La méthode d'enseignement doit revenir à la simplicité et cesser de se fixer comme objectif de rompre avec les parents. Ces derniers ne sont pas inutiles à la réussite scolaire des enfants, contrairement à ce que croient certains pédagogues, heureusement minoritaires. Ils peuvent être utiles, encore faut-il parler le même langage ! Les parents et le corps enseignant doivent être solidaires.
Tous les ministres ont voulu réduire le nombre de contractuels, mais ceux-ci constituent une soupape de gestion. La part des contractuels est passée de 5,8 % à 8,8 % dans toutes les disciplines, et de 2,8 % à 6,7 % en mathématiques. Cette hausse n'est pas le fruit d'une volonté, mais plutôt d'une incapacité à recruter et d'un problème profond.
Les tablettes et le numérique ne profitent qu'à ceux qui maîtrisent déjà les bases et leurs tables d'opérations, sinon cela relève du magique.

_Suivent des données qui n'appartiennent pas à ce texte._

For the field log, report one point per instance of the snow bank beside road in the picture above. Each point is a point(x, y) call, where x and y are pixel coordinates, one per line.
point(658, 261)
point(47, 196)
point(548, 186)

La baisse du niveau moyen commence à avoir des effets sur l'élite. Nos mathématiciens d'aujourd'hui bénéficient de l'excellence d'hier : en 2017, seul 1 % des élèves atteignent le niveau atteint par les 10 % des élèves les plus performants il y a trente ans. Dans l'OCDE, 25 % des élèves en moyenne sont dans le premier quart de niveau, mais seulement 13 % en France.

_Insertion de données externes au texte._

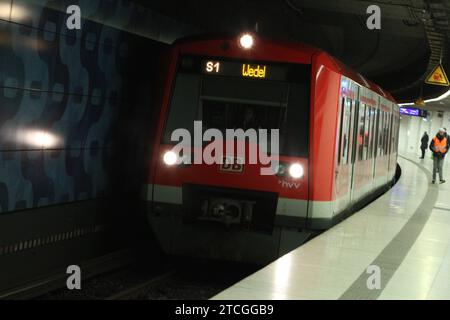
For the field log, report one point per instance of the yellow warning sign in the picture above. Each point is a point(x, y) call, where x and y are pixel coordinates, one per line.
point(438, 77)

Didier Rambaud a raison, le primaire est le maillon faible. Cela vaut pour toutes les matières, mais la dégradation est encore plus nette pour les mathématiques. Il faut donc mettre l'accent sur la formation permanente des enseignants.
Roger Karoutchi a exprimé son constat désabusé sur la capacité du système à se réformer. C'est une nécessité. La baisse des effectifs à l'avenir devrait donner des marges de manoeuvre à l'éducation nationale. Il est aussi possible de rationaliser l'offre d'enseignement pour dégager des moyens.

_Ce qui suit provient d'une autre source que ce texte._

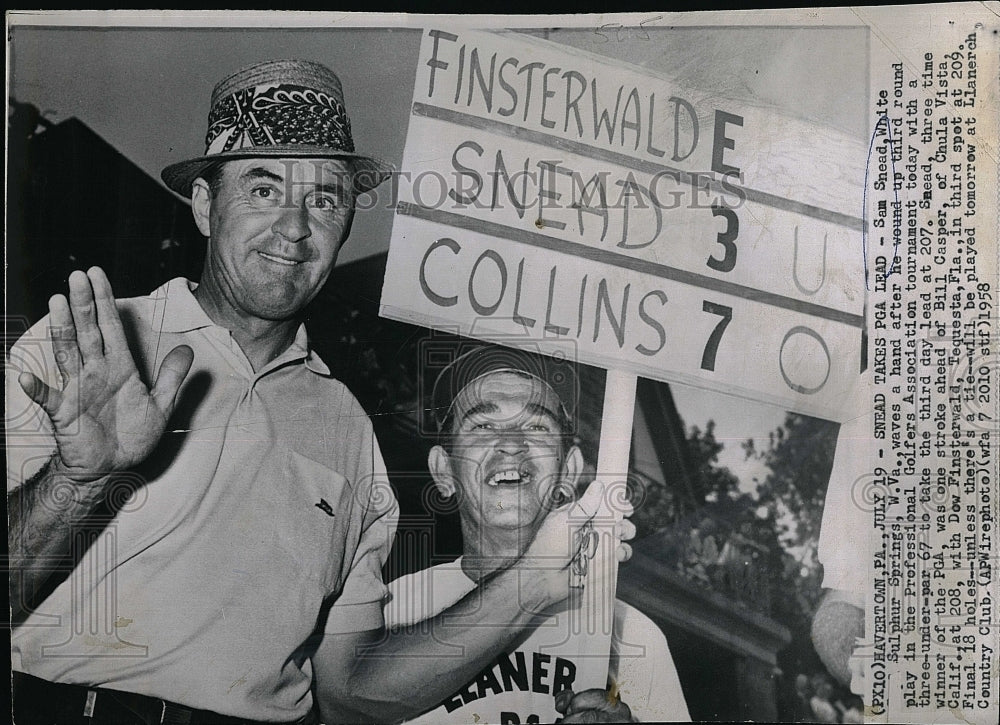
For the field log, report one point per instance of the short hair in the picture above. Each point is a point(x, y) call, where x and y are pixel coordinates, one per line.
point(447, 432)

La concurrence du privé est réelle, même si les salaires sont identiques dans l'enseignement privé sous contrat. Les professeurs peuvent donner des cours dans le privé, et l'on constate que l'offre d'enseignement privé explose. Certes, cela peut creuser les inégalités. La nature ayant horreur du vide, dès qu'une faiblesse apparaît dans le public, une offre dans le privé apparaît pour la pallier.
Mon but était de poser les termes du problème et de voir quel effort budgétaire pourrait être accompli dans une discipline fondamentale pour les sciences et notre pays. Il faut privilégier les carrières scientifiques et faire en sorte que les matières scientifiques ne soient pas seulement un élément de sélection dans les cursus.
M. Claude Raynal , président . - Il ne suffit pas en effet de former des mathématiciens, il faut aussi les inciter à devenir professeurs.
La commission a autorisé la publication de la communication du rapporteur spécial sous la forme d'un rapport d'information.